[mlpack-git] master, mlpack-1.0.x: Change to two-pass algorithm suggested by Vahab in #344. (eae14ef)

Thu Mar 5 21:46:27 EST 2015

Repository : https://github.com/mlpack/mlpack

On branches: master,mlpack-1.0.x
Link       : https://github.com/mlpack/mlpack/compare/904762495c039e345beba14c1142fd719b3bd50e...f94823c800ad6f7266995c700b1b630d5ffdcf40

>---------------------------------------------------------------

commit eae14efc6102953d78a802f23e9fda46d74207fe
Author: Ryan Curtin <ryan at ratml.org>
Date:   Wed Apr 16 18:18:13 2014 +0000

    Change to two-pass algorithm suggested by Vahab in #344.

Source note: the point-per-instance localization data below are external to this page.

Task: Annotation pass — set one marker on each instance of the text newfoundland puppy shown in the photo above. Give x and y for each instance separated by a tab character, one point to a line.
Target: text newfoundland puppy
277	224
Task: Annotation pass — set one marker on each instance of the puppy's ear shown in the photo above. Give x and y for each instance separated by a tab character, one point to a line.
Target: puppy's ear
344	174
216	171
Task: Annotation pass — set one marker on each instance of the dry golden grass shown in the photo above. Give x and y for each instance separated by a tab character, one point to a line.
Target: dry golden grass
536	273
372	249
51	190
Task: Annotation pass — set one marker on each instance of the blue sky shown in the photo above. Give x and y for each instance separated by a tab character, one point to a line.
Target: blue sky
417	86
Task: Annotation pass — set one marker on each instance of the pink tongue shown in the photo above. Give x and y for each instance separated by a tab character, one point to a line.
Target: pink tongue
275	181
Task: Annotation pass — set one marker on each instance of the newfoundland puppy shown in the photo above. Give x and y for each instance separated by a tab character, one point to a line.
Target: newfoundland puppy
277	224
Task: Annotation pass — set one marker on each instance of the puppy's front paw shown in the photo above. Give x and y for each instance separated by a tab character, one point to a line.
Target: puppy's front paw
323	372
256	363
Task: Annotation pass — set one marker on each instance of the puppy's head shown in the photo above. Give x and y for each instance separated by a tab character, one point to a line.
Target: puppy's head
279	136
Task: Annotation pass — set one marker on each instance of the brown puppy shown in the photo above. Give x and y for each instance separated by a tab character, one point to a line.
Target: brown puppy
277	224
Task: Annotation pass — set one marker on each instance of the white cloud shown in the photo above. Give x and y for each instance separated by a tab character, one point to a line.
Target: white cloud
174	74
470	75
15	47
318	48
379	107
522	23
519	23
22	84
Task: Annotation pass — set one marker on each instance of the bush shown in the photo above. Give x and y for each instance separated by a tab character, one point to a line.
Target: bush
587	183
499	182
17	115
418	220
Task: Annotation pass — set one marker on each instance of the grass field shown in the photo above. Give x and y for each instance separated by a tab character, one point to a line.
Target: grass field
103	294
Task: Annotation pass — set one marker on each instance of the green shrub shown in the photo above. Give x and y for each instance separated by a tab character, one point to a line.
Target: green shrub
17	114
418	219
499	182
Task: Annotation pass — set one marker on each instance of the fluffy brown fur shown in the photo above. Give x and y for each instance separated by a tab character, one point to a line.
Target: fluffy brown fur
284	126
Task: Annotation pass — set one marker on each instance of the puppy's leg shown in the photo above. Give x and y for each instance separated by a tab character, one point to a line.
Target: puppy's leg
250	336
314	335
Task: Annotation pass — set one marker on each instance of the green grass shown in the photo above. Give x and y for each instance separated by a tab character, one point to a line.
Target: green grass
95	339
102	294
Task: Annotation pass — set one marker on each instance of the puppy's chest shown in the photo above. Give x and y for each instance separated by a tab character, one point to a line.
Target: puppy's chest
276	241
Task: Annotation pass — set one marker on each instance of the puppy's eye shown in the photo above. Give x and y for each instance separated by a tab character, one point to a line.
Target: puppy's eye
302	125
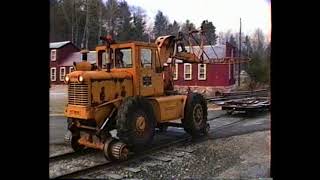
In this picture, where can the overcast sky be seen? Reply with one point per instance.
(225, 14)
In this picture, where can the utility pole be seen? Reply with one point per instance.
(239, 55)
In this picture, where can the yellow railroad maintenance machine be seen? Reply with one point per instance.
(127, 90)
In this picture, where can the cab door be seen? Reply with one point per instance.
(146, 71)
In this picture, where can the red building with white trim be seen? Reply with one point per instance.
(209, 78)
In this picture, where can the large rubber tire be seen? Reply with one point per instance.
(127, 117)
(195, 115)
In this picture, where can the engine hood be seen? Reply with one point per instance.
(99, 75)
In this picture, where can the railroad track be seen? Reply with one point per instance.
(186, 139)
(238, 95)
(70, 155)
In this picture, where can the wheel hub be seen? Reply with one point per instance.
(140, 124)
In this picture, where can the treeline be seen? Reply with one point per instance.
(84, 21)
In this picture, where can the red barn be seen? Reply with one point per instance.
(208, 78)
(59, 52)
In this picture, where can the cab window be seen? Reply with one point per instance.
(145, 57)
(123, 58)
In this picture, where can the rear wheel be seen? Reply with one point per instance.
(135, 122)
(195, 115)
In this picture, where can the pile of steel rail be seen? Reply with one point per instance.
(247, 104)
(238, 95)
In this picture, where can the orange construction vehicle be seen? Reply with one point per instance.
(126, 91)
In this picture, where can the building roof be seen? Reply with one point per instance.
(56, 45)
(76, 57)
(214, 52)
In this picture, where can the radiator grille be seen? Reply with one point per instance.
(78, 94)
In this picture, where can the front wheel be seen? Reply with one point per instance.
(195, 114)
(135, 122)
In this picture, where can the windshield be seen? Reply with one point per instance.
(123, 58)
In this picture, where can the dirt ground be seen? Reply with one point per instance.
(238, 157)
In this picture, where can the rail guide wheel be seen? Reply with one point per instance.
(115, 150)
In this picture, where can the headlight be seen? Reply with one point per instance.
(67, 78)
(80, 78)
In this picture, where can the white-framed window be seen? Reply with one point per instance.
(53, 74)
(71, 68)
(187, 71)
(53, 55)
(202, 71)
(62, 73)
(175, 72)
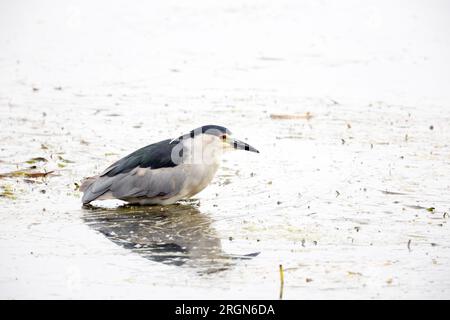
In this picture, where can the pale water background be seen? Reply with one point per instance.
(339, 199)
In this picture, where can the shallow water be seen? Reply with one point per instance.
(342, 199)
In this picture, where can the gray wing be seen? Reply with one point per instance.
(147, 172)
(139, 182)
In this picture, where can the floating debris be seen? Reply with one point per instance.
(8, 192)
(281, 281)
(65, 160)
(392, 193)
(305, 116)
(25, 174)
(36, 159)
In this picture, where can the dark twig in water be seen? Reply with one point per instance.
(281, 281)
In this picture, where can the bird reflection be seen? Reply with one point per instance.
(174, 235)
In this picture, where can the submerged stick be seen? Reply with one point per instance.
(281, 281)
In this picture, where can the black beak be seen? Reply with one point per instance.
(240, 145)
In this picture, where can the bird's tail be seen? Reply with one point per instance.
(87, 182)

>---------------------------------------------------------------

eae14efc6102953d78a802f23e9fda46d74207fe
 .../naive_bayes/naive_bayes_classifier_impl.hpp    | 30 +++++++++++++++-------
 1 file changed, 21 insertions(+), 9 deletions(-)

diff --git a/src/mlpack/methods/naive_bayes/naive_bayes_classifier_impl.hpp b/src/mlpack/methods/naive_bayes/naive_bayes_classifier_impl.hpp
index 2fd92f4..5cd4fb9 100644
--- a/src/mlpack/methods/naive_bayes/naive_bayes_classifier_impl.hpp
+++ b/src/mlpack/methods/naive_bayes/naive_bayes_classifier_impl.hpp
@@ -1,6 +1,7 @@
 /**
  * @file naive_bayes_classifier_impl.hpp
  * @author Parikshit Ram (pram at cc.gatech.edu)
+ * @author Vahab Akbarzadeh (v.akbarzadeh at gmail.com)
  *
  * A Naive Bayes Classifier which parametrically estimates the distribution of
  * the features.  This classifier makes its predictions based on the assumption
@@ -59,25 +60,36 @@ NaiveBayesClassifier<MatType>::NaiveBayesClassifier(
   }
   else
   {
-    // Don't use incremental algorithm.
+    // Don't use incremental algorithm.  This is a two-pass algorithm.  It is
+    // possible to calculate the means and variances using a faster one-pass
+    // algorithm but there are some precision and stability issues.  If this is
+    // too slow, it's an option to use the faster algorithm by default and then
+    // have this (and the incremental algorithm) be other options.
+
+    // Calculate the means.
     for (size_t j = 0; j < data.n_cols; ++j)
     {
       const size_t label = labels[j];
       ++probabilities[label];
-
       means.col(label) += data.col(j);
-      variances.col(label) += square(data.col(j));
     }
 
+    // Normalize means.
     for (size_t i = 0; i < classes; ++i)
-    {
-      if (probabilities[i] != 0)
-      {
-        variances.col(i) -= (square(means.col(i)) / probabilities[i]);
+      if (probabilities[i] != 0.0)
         means.col(i) /= probabilities[i];
-        variances.col(i) /= (probabilities[i] - 1);
-      }
+
+    // Calculate variances.
+    for (size_t j = 0; j < data.n_cols; ++j)
+    {
+      const size_t label = labels[j];
+      variances.col(label) += square(data.col(j) - means.col(label));
     }
+
+    // Normalize variances.
+    for (size_t i = 0; i < classes; ++i)
+      if (probabilities[i] > 1)
+        variances.col(i) /= (probabilities[i] - 1);
   }
 
   // Ensure that the variances are invertible.